頭部をばらばらに砕いてしまって、その中に紛れていたから探すのは面倒だったが、時間はたっぷりあった。
結果、見つけることが出来た。
大きいものだった、というのも影響している。
男はそれを見て、驚いた顔で、
「……金級相当の魔石だな……詳しくは鑑定しなきゃわからんだろうが……やっぱり、それだけの大物だったのか……」
確かに、魔石だけ見ればそうだが、そこまでの実力があったかは疑問だ。
そうだったらたぶん、俺も倒せはしなかった。
これは運が良かったがゆえの、レアドロップというものだと思う。
たまにあるのだ。
ある程度の長い年月を経た魔物が、通常よりも高品質の魔石をその身に隠していることが。
今回の骨巨人は、おそらくかなり長い間放置されていたからこそ、こんなものが見つかったんだろう。
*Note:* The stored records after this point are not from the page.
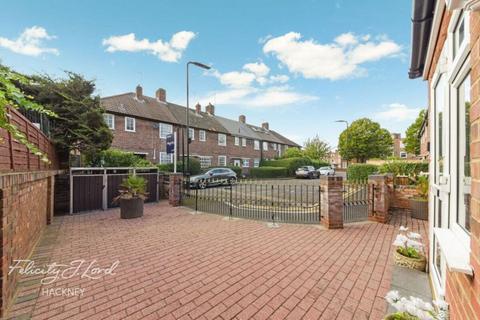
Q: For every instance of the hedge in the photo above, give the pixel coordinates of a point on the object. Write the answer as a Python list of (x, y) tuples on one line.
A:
[(269, 172), (361, 171)]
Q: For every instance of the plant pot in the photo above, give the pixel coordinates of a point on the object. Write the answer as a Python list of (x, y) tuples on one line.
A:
[(411, 263), (131, 208), (419, 208)]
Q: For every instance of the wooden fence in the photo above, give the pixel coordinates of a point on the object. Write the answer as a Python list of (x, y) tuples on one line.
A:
[(14, 156)]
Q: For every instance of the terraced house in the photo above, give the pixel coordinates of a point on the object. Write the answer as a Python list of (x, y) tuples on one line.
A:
[(141, 124)]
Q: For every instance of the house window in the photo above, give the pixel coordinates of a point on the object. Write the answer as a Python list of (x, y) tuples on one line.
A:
[(205, 162), (222, 139), (165, 158), (129, 124), (165, 129), (202, 135), (109, 120), (222, 161), (191, 134)]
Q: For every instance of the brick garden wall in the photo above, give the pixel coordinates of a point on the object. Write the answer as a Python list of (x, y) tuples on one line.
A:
[(26, 208)]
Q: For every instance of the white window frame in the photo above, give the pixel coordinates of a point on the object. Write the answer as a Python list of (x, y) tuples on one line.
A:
[(165, 130), (219, 162), (134, 124), (112, 117), (191, 134), (224, 143), (202, 135)]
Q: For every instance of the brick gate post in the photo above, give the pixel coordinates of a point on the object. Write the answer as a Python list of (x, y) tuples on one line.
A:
[(175, 189), (331, 202), (380, 199)]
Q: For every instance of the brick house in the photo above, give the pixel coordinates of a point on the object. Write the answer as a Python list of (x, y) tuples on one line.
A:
[(446, 53), (140, 125)]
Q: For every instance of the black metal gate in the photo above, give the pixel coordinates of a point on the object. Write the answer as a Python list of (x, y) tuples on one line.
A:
[(358, 201), (258, 200)]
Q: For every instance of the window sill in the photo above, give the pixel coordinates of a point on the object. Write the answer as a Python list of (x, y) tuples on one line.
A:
[(456, 255)]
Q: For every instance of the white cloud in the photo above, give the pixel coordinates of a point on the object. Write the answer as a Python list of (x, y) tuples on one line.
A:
[(397, 112), (337, 60), (169, 51), (30, 42)]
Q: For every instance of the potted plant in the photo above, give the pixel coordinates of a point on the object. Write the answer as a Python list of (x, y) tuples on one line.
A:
[(419, 204), (408, 252), (131, 196), (415, 308)]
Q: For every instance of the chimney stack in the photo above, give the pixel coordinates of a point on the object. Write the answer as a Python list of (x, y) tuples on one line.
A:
[(139, 92), (161, 95), (210, 109)]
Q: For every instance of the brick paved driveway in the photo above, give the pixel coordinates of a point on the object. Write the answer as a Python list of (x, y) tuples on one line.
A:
[(176, 265)]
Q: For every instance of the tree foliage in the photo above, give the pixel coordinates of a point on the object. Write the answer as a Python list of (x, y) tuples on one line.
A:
[(365, 139), (12, 95), (412, 140), (316, 149), (80, 125)]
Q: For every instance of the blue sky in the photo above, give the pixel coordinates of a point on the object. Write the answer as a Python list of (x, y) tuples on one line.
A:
[(300, 65)]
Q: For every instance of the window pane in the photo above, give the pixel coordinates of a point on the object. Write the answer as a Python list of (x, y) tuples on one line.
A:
[(464, 176)]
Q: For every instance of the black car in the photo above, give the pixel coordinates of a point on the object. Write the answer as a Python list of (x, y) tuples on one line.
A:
[(214, 177)]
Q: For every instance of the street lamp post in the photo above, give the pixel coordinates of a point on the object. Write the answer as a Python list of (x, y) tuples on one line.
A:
[(346, 139), (203, 66)]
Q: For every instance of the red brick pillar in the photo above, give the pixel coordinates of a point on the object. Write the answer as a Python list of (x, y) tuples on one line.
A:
[(175, 189), (331, 202), (380, 192)]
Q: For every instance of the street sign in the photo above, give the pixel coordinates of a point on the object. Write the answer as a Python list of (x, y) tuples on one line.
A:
[(170, 143)]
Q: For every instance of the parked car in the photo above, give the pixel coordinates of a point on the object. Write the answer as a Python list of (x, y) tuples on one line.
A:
[(307, 172), (326, 171), (214, 177)]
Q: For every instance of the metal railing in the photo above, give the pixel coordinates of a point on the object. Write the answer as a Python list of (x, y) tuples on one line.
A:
[(256, 199), (358, 201)]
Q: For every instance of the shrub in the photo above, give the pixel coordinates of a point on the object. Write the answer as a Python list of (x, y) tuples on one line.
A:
[(269, 172), (360, 171), (291, 164), (404, 168), (117, 158), (195, 167)]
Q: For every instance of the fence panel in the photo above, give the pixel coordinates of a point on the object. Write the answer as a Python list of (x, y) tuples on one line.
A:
[(257, 200)]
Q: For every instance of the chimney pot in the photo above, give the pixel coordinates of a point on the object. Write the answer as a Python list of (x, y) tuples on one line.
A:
[(210, 109), (161, 95), (139, 92)]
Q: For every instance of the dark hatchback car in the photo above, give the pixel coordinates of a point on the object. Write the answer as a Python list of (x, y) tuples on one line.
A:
[(214, 177)]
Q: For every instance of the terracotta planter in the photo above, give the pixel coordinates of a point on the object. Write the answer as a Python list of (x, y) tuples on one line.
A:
[(411, 263), (131, 208), (419, 208)]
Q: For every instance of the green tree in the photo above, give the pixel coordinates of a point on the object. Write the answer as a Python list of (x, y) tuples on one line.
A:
[(80, 125), (412, 139), (365, 139), (12, 95), (292, 153), (316, 149)]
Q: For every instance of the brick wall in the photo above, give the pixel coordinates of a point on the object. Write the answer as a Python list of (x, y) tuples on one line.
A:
[(26, 208), (463, 292)]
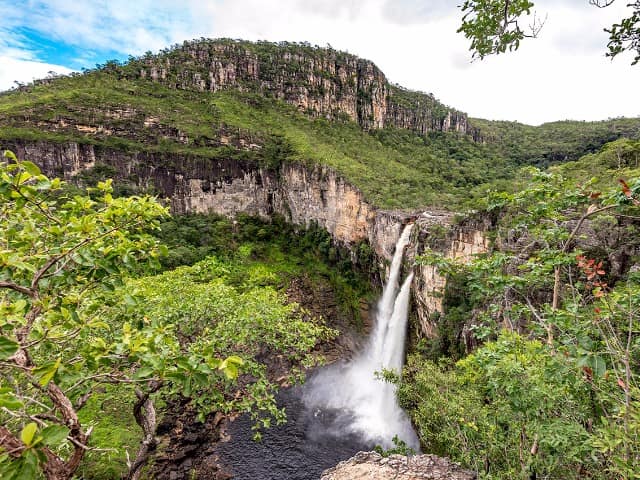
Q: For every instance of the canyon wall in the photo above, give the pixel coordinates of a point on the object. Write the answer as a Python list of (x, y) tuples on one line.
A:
[(302, 195), (319, 81)]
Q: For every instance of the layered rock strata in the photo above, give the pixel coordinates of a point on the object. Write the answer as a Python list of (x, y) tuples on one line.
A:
[(319, 81), (302, 195)]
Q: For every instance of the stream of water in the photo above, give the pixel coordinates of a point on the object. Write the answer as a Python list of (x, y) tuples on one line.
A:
[(342, 409)]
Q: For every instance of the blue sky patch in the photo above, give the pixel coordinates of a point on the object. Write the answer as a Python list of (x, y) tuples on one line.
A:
[(56, 52)]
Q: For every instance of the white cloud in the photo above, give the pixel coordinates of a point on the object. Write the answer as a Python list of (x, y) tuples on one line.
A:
[(562, 74), (24, 71)]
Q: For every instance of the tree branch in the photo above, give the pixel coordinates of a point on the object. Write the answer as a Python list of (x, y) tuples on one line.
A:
[(18, 288)]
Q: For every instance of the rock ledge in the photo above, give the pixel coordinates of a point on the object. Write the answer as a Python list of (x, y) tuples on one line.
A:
[(373, 466)]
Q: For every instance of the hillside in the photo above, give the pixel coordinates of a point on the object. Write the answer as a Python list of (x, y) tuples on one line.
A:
[(265, 104)]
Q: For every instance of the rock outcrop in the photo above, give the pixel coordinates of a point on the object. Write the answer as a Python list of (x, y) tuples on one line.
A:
[(373, 466), (319, 81), (302, 195)]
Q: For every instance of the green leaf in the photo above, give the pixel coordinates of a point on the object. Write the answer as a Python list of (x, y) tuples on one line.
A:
[(54, 435), (599, 366), (30, 167), (46, 372), (10, 402), (28, 432), (7, 348), (143, 372)]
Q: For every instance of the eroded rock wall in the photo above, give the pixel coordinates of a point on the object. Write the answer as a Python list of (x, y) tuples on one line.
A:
[(319, 81), (302, 195), (373, 466)]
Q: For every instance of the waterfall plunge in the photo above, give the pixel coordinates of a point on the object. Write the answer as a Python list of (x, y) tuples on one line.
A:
[(361, 403)]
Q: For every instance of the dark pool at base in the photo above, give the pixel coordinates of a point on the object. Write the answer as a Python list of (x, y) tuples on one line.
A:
[(301, 449)]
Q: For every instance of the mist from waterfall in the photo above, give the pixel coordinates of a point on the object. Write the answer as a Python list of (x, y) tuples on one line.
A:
[(351, 393)]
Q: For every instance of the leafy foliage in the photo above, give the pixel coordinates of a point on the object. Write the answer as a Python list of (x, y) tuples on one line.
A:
[(548, 281), (70, 323), (493, 25)]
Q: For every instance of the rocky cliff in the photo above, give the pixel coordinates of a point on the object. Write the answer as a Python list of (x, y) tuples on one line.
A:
[(302, 195), (372, 466), (319, 81)]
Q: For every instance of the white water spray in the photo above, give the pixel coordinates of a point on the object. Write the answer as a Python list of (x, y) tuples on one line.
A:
[(366, 405)]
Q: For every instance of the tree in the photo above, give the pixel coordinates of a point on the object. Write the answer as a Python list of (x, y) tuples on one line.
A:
[(56, 253), (495, 26), (71, 322), (547, 279)]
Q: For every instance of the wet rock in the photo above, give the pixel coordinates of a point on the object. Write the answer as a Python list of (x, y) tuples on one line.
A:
[(373, 466)]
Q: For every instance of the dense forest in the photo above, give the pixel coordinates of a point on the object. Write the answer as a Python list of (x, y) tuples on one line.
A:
[(115, 312)]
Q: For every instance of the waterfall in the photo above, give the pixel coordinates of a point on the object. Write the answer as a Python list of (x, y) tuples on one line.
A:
[(359, 402)]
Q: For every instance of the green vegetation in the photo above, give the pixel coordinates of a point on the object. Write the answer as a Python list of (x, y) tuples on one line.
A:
[(113, 108), (73, 327), (553, 393), (495, 26)]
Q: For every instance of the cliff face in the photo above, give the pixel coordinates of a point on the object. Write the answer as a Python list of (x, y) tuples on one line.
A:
[(461, 241), (319, 81), (301, 195)]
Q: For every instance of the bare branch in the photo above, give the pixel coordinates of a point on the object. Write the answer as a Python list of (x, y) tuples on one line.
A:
[(601, 3), (18, 288)]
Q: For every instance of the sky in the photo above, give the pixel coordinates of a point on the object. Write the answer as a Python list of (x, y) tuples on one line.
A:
[(562, 74)]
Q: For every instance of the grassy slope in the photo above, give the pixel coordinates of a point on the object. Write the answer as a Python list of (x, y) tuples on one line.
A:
[(394, 168)]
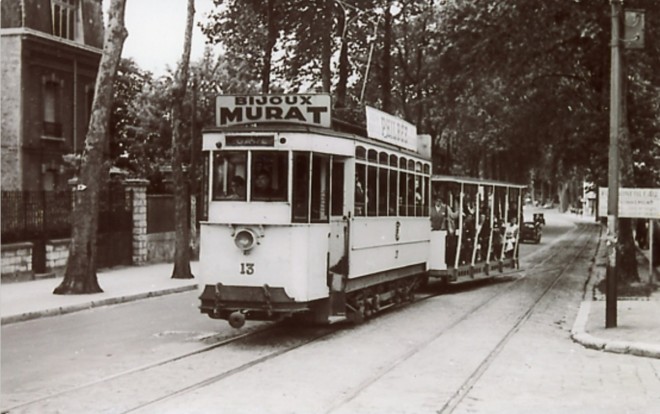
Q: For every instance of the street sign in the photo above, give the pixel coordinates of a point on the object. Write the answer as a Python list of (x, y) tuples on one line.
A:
[(633, 202)]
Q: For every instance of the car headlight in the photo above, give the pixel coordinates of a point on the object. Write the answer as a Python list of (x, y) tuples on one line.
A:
[(245, 239)]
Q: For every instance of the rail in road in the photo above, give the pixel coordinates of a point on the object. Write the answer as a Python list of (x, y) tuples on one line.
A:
[(147, 387)]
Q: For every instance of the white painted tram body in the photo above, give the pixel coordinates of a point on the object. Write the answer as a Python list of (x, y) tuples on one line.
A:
[(340, 229)]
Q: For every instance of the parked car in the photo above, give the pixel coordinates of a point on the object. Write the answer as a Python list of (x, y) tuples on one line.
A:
[(531, 231)]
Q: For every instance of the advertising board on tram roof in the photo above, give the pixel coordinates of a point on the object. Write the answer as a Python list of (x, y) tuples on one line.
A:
[(307, 109), (391, 129)]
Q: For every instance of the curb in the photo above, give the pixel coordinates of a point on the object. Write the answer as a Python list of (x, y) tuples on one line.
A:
[(62, 310), (582, 337), (579, 332)]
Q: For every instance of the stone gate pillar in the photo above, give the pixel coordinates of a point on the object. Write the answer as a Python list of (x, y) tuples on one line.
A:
[(136, 193)]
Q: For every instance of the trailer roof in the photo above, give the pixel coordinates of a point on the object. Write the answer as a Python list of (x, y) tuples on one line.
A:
[(476, 181)]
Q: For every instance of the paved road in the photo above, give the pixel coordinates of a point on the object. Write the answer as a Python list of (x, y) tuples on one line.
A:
[(412, 360)]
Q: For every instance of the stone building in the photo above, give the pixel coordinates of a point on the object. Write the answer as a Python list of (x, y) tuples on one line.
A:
[(50, 54)]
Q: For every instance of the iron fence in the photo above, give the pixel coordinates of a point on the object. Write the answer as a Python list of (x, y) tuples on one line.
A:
[(28, 215)]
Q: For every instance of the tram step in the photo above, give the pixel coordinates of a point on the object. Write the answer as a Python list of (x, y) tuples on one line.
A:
[(336, 319)]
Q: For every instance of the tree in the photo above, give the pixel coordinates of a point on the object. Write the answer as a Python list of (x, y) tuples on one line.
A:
[(80, 274), (181, 193)]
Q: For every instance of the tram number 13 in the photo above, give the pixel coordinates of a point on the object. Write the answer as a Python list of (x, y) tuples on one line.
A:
[(247, 268)]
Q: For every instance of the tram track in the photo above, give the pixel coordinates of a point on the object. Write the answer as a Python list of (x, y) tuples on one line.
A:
[(310, 335), (463, 390), (28, 405)]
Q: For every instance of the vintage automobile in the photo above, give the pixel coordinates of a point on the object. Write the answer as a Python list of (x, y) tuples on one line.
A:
[(531, 231)]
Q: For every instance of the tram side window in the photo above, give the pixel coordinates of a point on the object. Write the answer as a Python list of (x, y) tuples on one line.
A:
[(300, 187), (360, 190), (229, 172), (372, 186), (320, 186), (403, 180), (427, 197), (269, 175), (383, 192), (412, 193), (393, 193), (205, 186), (337, 188), (419, 196)]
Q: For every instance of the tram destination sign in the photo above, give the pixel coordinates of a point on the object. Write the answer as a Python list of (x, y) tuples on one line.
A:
[(633, 202), (311, 109), (388, 128)]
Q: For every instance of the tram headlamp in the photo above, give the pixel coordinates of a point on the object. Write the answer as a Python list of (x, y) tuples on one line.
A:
[(245, 239)]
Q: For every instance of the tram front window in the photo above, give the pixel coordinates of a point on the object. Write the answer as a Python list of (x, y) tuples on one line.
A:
[(269, 175), (229, 172)]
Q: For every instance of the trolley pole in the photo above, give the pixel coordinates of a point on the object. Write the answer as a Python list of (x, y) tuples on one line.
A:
[(613, 170)]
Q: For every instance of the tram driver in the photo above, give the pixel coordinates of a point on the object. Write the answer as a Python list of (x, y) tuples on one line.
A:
[(262, 188)]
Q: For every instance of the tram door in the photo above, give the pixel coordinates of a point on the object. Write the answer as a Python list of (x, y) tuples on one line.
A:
[(338, 239)]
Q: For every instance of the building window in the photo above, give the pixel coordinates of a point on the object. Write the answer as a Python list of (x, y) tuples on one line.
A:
[(52, 100), (64, 18)]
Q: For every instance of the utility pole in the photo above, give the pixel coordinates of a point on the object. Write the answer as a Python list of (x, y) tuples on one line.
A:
[(613, 170)]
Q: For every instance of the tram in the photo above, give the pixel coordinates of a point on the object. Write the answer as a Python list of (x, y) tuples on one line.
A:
[(314, 219)]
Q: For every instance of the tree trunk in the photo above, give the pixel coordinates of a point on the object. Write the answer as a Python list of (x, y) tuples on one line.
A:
[(343, 63), (181, 197), (80, 274), (326, 46), (386, 60), (270, 44)]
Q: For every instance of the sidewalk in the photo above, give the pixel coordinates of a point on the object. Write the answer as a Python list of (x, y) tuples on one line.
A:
[(21, 301), (637, 331)]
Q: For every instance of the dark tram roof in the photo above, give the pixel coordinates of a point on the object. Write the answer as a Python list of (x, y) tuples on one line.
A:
[(476, 181), (340, 129)]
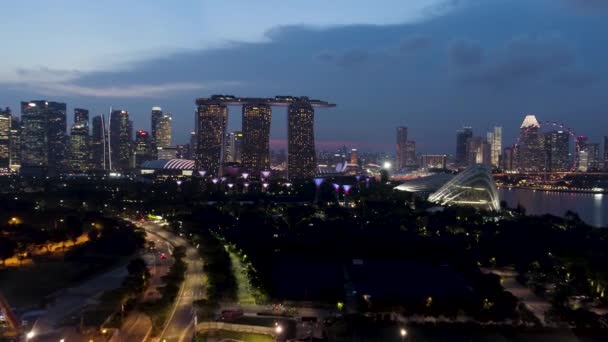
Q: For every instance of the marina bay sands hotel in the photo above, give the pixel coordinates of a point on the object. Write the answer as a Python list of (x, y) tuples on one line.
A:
[(212, 118)]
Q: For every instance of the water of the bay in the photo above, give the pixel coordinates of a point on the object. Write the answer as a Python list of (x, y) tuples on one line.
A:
[(592, 208)]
ともかく、それなりに高い値段で売れそうないい魔石であることは間違いない。
そしてそうなると、男としては、
「……それだけの魔石があれば……いや」
何かを言いかけて口を閉じた。
言いたいことは分かる。
これはおそらく、金貨十五枚以上で売れる。
つまり、男の借金はチャラになるだろう。
しかし男は、くれとは言えなかった。
そういうことだろう。
ただ、俺は男に言う。
「……ほし、い、なら、やっても、いい、ぞ」
もちろん、ただのつもりはない。